@Michael Baradell
@Thomas S. and I typically don't agree on much, but he's making an extremely valid point here that isn't talked about frequently enough in the forums -- you never really know on cashflow until you're completely done with a property. In our self-managed business with C/D-class borderline properties, our biggest expenses are HVAC-related, roof-related, and turnover-related. It's really hard to be sure what a property will cost you or make you until you're done with it.
Here's an example with simplified parameters.
1. Assume you buy two D'class properties in year 1 for $30K each, rent for $600/monthly each, total property taxes $119/monthly, monthly debt payment $320/monthly each on a 20-year commercial loan. Cash flow after taxes but before operating expenses = $201/month.
2. Assume both furnaces are shot when you buy. Assume you put something like a Goodman furnace in Property A and an American Standard furnace in Property B. The Goodman furnace is going to run you $2700, the American Standard will run you $3700. By year 15, you end up replacing the Goodman furnace, while the AmStand makes it through the 20 years and you sell with the same furnace in place.

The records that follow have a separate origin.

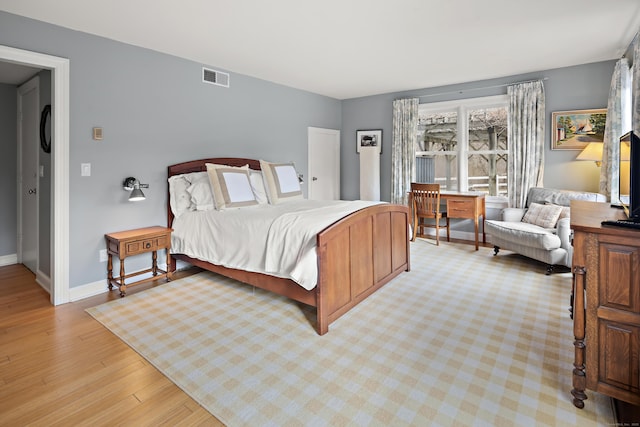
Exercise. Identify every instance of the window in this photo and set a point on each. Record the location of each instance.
(462, 145)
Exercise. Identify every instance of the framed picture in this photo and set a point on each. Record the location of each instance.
(573, 130)
(369, 138)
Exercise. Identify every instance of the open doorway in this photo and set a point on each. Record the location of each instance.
(59, 162)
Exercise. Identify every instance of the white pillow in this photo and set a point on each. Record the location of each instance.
(231, 186)
(257, 185)
(545, 216)
(200, 191)
(281, 182)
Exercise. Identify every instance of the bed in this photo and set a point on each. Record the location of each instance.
(356, 255)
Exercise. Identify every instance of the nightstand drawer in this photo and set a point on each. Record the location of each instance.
(145, 245)
(460, 208)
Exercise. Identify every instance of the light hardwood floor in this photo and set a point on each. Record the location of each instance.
(58, 366)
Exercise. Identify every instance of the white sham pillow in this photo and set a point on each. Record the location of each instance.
(257, 184)
(281, 182)
(200, 191)
(231, 186)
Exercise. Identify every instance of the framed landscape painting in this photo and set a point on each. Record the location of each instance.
(369, 138)
(573, 130)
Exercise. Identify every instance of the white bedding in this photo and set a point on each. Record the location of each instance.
(279, 240)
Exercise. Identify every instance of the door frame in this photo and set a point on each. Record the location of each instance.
(335, 133)
(32, 84)
(59, 291)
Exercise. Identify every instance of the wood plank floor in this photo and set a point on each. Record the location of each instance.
(58, 366)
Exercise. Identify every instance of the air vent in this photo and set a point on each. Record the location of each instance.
(215, 77)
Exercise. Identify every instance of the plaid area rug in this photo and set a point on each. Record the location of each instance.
(464, 339)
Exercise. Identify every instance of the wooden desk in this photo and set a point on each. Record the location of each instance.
(467, 205)
(133, 242)
(464, 205)
(605, 304)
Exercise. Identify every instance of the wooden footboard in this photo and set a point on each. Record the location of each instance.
(356, 255)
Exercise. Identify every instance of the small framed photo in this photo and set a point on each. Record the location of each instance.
(369, 138)
(573, 130)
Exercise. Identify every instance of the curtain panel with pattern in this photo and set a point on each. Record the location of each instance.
(403, 155)
(526, 140)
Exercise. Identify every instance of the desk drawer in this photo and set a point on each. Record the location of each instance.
(460, 208)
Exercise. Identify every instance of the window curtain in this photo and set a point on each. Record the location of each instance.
(618, 122)
(635, 90)
(526, 140)
(403, 155)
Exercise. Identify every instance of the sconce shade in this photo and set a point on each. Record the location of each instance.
(133, 185)
(136, 194)
(593, 152)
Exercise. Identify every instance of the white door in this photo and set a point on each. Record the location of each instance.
(324, 164)
(28, 144)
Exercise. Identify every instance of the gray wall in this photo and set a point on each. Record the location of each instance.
(44, 189)
(8, 164)
(156, 111)
(572, 88)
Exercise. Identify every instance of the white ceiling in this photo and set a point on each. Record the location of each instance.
(352, 48)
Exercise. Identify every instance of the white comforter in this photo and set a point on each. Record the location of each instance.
(279, 240)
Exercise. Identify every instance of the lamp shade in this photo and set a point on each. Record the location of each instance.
(593, 152)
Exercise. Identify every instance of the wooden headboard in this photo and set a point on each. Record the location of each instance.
(200, 166)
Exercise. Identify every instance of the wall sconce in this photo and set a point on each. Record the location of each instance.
(593, 152)
(133, 185)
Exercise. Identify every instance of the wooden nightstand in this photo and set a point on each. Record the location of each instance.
(135, 242)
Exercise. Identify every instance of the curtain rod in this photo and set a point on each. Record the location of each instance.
(482, 88)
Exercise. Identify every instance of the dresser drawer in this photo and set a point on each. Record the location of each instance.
(460, 208)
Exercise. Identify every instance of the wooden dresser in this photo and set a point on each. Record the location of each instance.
(606, 304)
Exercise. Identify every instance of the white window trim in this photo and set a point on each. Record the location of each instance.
(462, 107)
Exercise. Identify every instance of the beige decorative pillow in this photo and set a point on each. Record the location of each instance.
(231, 186)
(545, 216)
(281, 182)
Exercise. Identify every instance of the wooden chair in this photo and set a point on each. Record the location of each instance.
(425, 203)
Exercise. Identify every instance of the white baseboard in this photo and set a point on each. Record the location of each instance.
(8, 259)
(90, 289)
(44, 281)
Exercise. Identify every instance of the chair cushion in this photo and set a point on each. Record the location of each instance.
(545, 216)
(524, 234)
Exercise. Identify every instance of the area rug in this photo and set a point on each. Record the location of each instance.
(463, 339)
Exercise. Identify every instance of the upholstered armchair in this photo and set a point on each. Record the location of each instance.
(541, 230)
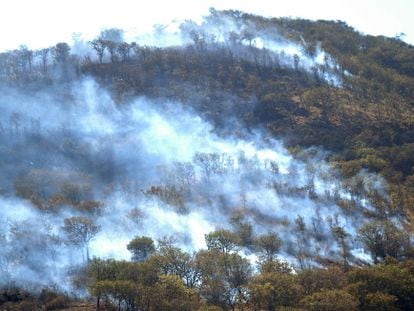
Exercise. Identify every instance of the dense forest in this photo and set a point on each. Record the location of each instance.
(244, 163)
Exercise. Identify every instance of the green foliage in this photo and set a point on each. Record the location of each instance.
(270, 291)
(330, 300)
(141, 248)
(222, 240)
(383, 238)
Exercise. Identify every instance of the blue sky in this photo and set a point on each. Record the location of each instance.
(42, 23)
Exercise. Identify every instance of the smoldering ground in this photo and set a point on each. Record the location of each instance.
(155, 168)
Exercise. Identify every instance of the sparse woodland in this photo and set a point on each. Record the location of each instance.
(364, 122)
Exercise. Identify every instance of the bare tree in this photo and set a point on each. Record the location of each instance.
(80, 231)
(99, 46)
(44, 55)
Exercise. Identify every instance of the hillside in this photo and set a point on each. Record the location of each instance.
(247, 163)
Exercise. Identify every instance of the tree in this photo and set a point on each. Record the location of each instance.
(269, 244)
(60, 52)
(80, 231)
(269, 291)
(141, 248)
(383, 238)
(330, 300)
(44, 55)
(99, 46)
(222, 240)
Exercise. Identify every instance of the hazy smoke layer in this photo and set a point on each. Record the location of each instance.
(152, 169)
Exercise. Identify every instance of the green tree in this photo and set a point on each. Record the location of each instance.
(330, 300)
(141, 248)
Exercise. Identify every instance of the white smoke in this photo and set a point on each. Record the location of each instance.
(151, 146)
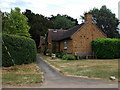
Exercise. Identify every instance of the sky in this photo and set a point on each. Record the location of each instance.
(73, 8)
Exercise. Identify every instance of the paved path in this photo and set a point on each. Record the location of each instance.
(53, 79)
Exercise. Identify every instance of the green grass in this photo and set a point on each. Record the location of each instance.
(93, 68)
(22, 74)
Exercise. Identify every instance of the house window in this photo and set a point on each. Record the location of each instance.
(65, 44)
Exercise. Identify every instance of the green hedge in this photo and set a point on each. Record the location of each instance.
(22, 50)
(106, 48)
(68, 57)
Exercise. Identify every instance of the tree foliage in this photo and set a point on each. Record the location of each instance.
(63, 21)
(15, 23)
(106, 48)
(106, 21)
(39, 25)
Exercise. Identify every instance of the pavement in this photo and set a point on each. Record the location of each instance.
(54, 79)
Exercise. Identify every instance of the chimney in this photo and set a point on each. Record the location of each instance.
(88, 17)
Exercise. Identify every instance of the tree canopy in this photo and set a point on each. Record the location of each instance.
(106, 21)
(15, 23)
(39, 25)
(63, 21)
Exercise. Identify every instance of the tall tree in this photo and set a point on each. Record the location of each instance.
(38, 23)
(15, 23)
(106, 21)
(63, 21)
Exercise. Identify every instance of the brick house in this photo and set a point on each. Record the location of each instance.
(76, 40)
(42, 43)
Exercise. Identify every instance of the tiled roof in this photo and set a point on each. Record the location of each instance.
(60, 34)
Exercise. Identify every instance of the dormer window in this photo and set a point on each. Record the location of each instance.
(65, 44)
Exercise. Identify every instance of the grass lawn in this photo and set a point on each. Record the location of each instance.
(22, 74)
(92, 68)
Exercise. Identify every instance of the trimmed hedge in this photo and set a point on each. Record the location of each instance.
(22, 50)
(68, 57)
(106, 48)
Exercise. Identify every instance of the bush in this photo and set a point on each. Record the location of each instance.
(22, 50)
(68, 57)
(106, 48)
(59, 55)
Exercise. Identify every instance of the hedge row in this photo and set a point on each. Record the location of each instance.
(22, 50)
(106, 48)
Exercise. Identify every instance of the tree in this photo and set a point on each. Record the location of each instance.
(39, 25)
(15, 23)
(106, 21)
(63, 21)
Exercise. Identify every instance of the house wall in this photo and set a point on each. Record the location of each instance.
(82, 38)
(69, 46)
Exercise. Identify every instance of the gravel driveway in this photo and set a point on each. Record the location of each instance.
(53, 79)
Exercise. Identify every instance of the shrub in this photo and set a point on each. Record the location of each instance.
(59, 55)
(22, 50)
(106, 48)
(68, 57)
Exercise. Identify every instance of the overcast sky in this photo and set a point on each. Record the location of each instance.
(73, 8)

3. You do an $8K roof replacement on both 10 years into owning them, but Property A suffers some additional roof damage right after the replacement and requires another $4K to fix before you sell.
4. Over 20 years in Property A you have 4 turnovers that each cost $2K in turnover fix-up costs and lost rent. Over the same period you have 2 turnovers with the same costs in Property B.
5. Assume both properties racked up $4K in additional minor service calls and fixes during 20 years.
6. Assume you break even on depreciation capture and property appreciation when you sell (again, this is D-class) and end up with $30K each cash in pocket.
Over the course of 20 years, each property provided $48240 in cash flow and it paid itself off. So you made $78240 on each $30K investment. Property A cost you an additional $28400 over the course of owning it, Property B cost you $19700. Your cashflow for Property A comes out to $206.16/month. Your cashflow for Property B comes out to $243.33/month.
The selling price plays a gigantic part in getting to that final number. Imagine if you managed to sell Property A for $50K after depreciation capture, thanks to significant appreciation, or maybe you managed a 1031 exchange into the purchase of a new property. $206.16/cash flow per month turns into $291.00 based on that one parameter change.